Terry Gross, the host of National Public Radio’s “Fresh Air,” will be inducted into the National Radio Hall of Fame in Chicago. She’s thrilled.
“I’m hoping somebody calls me ‘Hall of Famer Terry Gross,'” said the 39-year radio veteran. “It sounds so, like, Phillies.”
Gross started volunteering for public radio in Buffalo, N.Y. In 1975, she moved to WHYY in Philadelphia to host “Fresh Air,” which was a local talk show at the time. In 1985, the show was picked up by NPR and went national.
Outside of radio, she has appeared on “The Simpsons,” as herself, as well as in the Mel Gibson movie, “The Beaver,” also as herself.
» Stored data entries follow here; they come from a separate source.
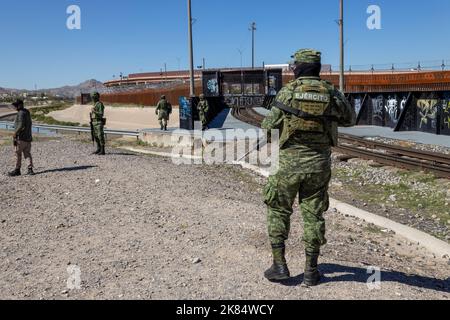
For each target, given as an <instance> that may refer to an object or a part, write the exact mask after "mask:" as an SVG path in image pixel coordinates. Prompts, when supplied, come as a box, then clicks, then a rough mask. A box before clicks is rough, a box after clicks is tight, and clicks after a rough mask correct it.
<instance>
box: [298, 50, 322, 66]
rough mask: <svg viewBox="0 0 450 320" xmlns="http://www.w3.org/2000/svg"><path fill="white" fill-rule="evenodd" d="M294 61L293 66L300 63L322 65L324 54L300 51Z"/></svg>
mask: <svg viewBox="0 0 450 320" xmlns="http://www.w3.org/2000/svg"><path fill="white" fill-rule="evenodd" d="M291 58H293V59H294V60H292V61H291V64H298V63H320V62H321V60H322V53H321V52H320V51H317V50H314V49H300V50H298V51H297V52H296V53H294V55H293V56H291Z"/></svg>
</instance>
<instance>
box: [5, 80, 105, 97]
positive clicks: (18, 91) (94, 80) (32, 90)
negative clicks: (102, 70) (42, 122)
mask: <svg viewBox="0 0 450 320" xmlns="http://www.w3.org/2000/svg"><path fill="white" fill-rule="evenodd" d="M94 91H98V92H99V93H103V92H105V91H106V87H105V86H104V85H103V83H102V82H100V81H97V80H94V79H91V80H87V81H85V82H83V83H80V84H79V85H76V86H64V87H61V88H52V89H42V90H37V91H35V90H21V89H7V88H1V87H0V94H5V93H11V92H13V93H15V94H22V93H28V94H34V93H45V94H47V95H52V96H59V97H63V98H75V97H77V96H79V95H80V93H92V92H94Z"/></svg>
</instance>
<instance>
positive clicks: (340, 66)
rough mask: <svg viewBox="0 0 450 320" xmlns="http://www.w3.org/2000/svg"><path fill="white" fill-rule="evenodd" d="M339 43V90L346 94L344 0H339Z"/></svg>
mask: <svg viewBox="0 0 450 320" xmlns="http://www.w3.org/2000/svg"><path fill="white" fill-rule="evenodd" d="M339 7H340V8H339V11H340V17H339V42H340V51H341V53H340V56H341V57H340V63H339V69H340V70H339V89H340V90H341V92H344V89H345V79H344V0H339Z"/></svg>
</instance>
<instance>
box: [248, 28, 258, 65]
mask: <svg viewBox="0 0 450 320" xmlns="http://www.w3.org/2000/svg"><path fill="white" fill-rule="evenodd" d="M249 30H250V31H251V32H252V69H254V68H255V31H256V22H253V23H252V24H251V26H250V29H249Z"/></svg>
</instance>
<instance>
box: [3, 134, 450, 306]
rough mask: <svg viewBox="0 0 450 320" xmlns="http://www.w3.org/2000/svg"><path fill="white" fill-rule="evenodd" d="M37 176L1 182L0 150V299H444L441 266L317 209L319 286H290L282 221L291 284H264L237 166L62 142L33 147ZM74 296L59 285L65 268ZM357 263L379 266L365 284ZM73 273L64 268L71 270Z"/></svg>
mask: <svg viewBox="0 0 450 320" xmlns="http://www.w3.org/2000/svg"><path fill="white" fill-rule="evenodd" d="M33 147H34V149H33V150H34V151H33V153H34V156H35V163H36V166H37V170H36V171H37V172H38V173H39V174H38V175H36V176H34V177H20V178H17V179H9V178H7V177H6V176H5V175H4V174H3V173H4V172H6V171H7V170H8V169H9V168H10V166H11V165H12V164H13V159H12V154H11V153H10V150H9V149H7V148H6V147H0V168H2V169H1V171H2V172H0V174H1V175H0V203H1V208H2V210H1V211H0V242H1V251H0V288H1V290H0V299H17V298H30V299H41V298H43V299H61V298H62V299H65V298H73V299H91V298H98V299H131V298H137V299H186V298H187V299H197V298H198V299H449V298H450V280H449V276H450V266H449V265H448V264H447V262H446V261H443V260H439V259H434V258H433V257H432V256H431V255H430V254H429V253H427V252H426V251H423V250H422V249H420V248H417V247H416V246H415V245H414V244H411V243H407V241H405V240H404V239H401V238H399V237H397V236H396V235H393V234H390V233H385V232H382V231H381V230H379V229H377V228H376V227H374V226H370V225H367V224H365V223H363V222H361V221H358V220H355V219H351V218H346V217H344V216H342V215H340V214H338V213H335V212H333V210H330V212H328V213H327V215H326V216H327V219H328V240H329V244H328V245H327V246H326V247H325V248H324V251H323V257H322V259H321V262H322V265H321V270H322V271H323V272H324V273H325V275H326V278H325V282H324V284H322V285H321V286H319V287H317V288H314V289H304V288H301V287H300V286H299V284H300V283H301V280H302V268H303V257H302V251H303V246H302V244H301V242H300V240H299V239H300V235H301V223H300V219H299V215H298V214H296V217H295V219H293V226H292V227H293V228H292V233H291V240H290V241H289V243H288V260H289V263H290V268H291V272H292V274H293V275H294V278H293V279H292V280H291V281H289V282H288V283H285V284H284V285H282V284H272V283H268V282H267V281H266V280H265V279H264V278H263V275H262V273H263V271H264V270H265V268H267V267H268V266H269V263H270V250H269V245H268V242H267V236H266V225H265V211H266V210H265V207H264V205H263V203H262V201H261V196H260V192H261V187H262V183H263V180H262V179H261V178H259V177H256V176H254V175H253V174H252V173H250V172H247V171H243V170H241V169H238V168H237V167H229V166H221V167H208V166H176V165H174V164H172V162H171V160H170V159H166V158H160V157H150V156H139V155H134V154H130V153H127V152H123V151H120V150H113V151H111V150H109V151H110V154H109V155H108V156H107V157H104V158H99V157H94V156H89V155H88V154H89V153H90V152H91V151H92V150H91V149H92V147H91V146H89V145H87V144H83V143H79V142H76V141H69V140H58V141H46V142H38V143H36V144H35V145H34V146H33ZM74 266H76V267H79V270H80V271H81V289H79V290H68V289H67V279H68V277H69V274H68V271H67V269H68V267H74ZM368 266H377V267H380V268H381V269H382V274H381V281H382V282H381V288H380V289H379V290H372V291H370V290H369V289H368V287H367V284H366V282H367V279H368V278H369V276H370V274H367V268H368ZM72 270H73V268H72Z"/></svg>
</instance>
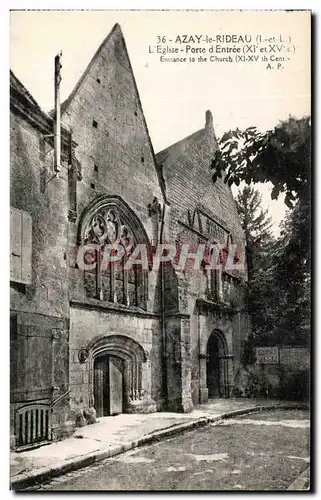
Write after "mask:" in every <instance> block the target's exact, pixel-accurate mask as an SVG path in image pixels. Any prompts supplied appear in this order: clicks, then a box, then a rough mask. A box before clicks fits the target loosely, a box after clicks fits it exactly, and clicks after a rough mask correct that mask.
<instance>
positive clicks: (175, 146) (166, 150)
mask: <svg viewBox="0 0 321 500" xmlns="http://www.w3.org/2000/svg"><path fill="white" fill-rule="evenodd" d="M205 131H206V128H205V127H203V128H201V129H199V130H196V132H193V133H192V134H190V135H187V136H186V137H183V138H182V139H179V140H178V141H176V142H174V143H173V144H170V145H169V146H167V147H166V148H164V149H162V150H161V151H158V153H156V156H158V155H162V154H163V153H165V151H167V150H168V149H171V148H174V147H177V146H179V145H182V144H183V143H184V142H186V143H187V142H189V141H190V140H191V139H195V138H196V137H198V136H199V135H201V134H202V133H205Z"/></svg>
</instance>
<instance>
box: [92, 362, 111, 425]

Most recently, she has appeared in a comedy short by comedian Mike Birbiglia, which poked fun at her calm and sincere interview style.
As one of the most recognized voices in public broadcasting, Gross will be inducted alongside one of the most recognized from the commercial radio world, Howard Stern.
The two personalities might seem polar opposites; where Gross has a reputation as an intelligent and probing interviewer, Stern’s wildly popular show is often vulgar and crass.
But Gross calls Stern “brilliant.”
“He’s taught a lot of us, including me, what it sounds like to be really casual on the air,” said Gross. “He has elevated office gossip into almost an art form.”
Stern has refused several invitations to appear on “Fresh Air.” Gross hopes to meet him at the Chicago induction ceremony in November, if he attends.
“In terms of being crass, he is. That’s not my favorite part of him,” said Gross. “The part I enjoy isn’t when he’s having strippers on the show. I really don’t like that at all. But in the way Lenny Bruce was a champion talker, I think Howard Stern is, too. They know how to talk in an almost musical way that compels you to listen.”
Gross plans to attend the induction ceremony. However, as a longtime radio professional who does not have to dress up for for work, she feels uncomfortable at formal affairs. “I wish it is a come-as-you-are induction.”